Весть о том, что из Нижнего Новгорода скоро пойдёт на Москву народное ополчение Пожарского – Минина, быстро разнеслась по Русской Земле, ратные вооружённые силы стали подходить к нижегородцам со всех сторон. Пожарский с нижегородцами рассылал по всем большим городам грамоты народного ополчения, в которых говорилось, между прочим, следующее:
«Теперь мы, Нижнего Новгорода всякие люди, идём на помощь Московскому государству. К нам из многих городов прибыли дворяне, и мы приговорили имение своё и дома с ними разделить и жалованье им дать. И вам бы также поскорее идти на литовских людей. Казаков не бойтесь: коли будем все в сборе, то всею землёю совет учиним и ворам не позволим ничего дурного делать… Непременно надо быть вам с нами в одном совете и на поляков вместе идти, чтобы по-прежнему казаки не разогнали бы нашей рати…»
В призыве грамот «не бояться казаков» всё же проскальзывала теневая сторона обращений: робели ополченцы перед казаками, побаивались смелые воины второго народного ополчения вместе со своим опытным военачальником Пожарским лихих казаков из первого ополчения…

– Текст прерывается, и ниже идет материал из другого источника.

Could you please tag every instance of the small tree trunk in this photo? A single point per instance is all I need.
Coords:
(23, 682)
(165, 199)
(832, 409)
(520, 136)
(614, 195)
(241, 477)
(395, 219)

Эти грамоты читались повсюду на мирских сходах, город сносился с городом через грамоты, собирались народные деньги на «всеобщее народное ополчение». Опять, после неудачи первого ополчения Ляпунова, собиралась на бой Русская Земля своим более организованным вторым народным ополчением Пожарского и Минина. О серьёзности намерений его вождей говорило хотя бы то, что ополченцам сразу же при выходе из Нижнего Новгорода было роздано жалованье: сотники и десятники получили по 50 рублей, конные дворяне – по 40 рублей, остальные – по 20 рублей. Вожди второго ополчения знали, что для ведения войны потребуется денег гораздо больше, чем собрано и роздано ополченцам, потребуется осторожность обращения с деньгами при понимании непреложного факта, что не только поляки – враги Москвы, но и казаки, и предатели-коллаборанты, засевшие в Кремле, – из той же породы опасной и злодейской…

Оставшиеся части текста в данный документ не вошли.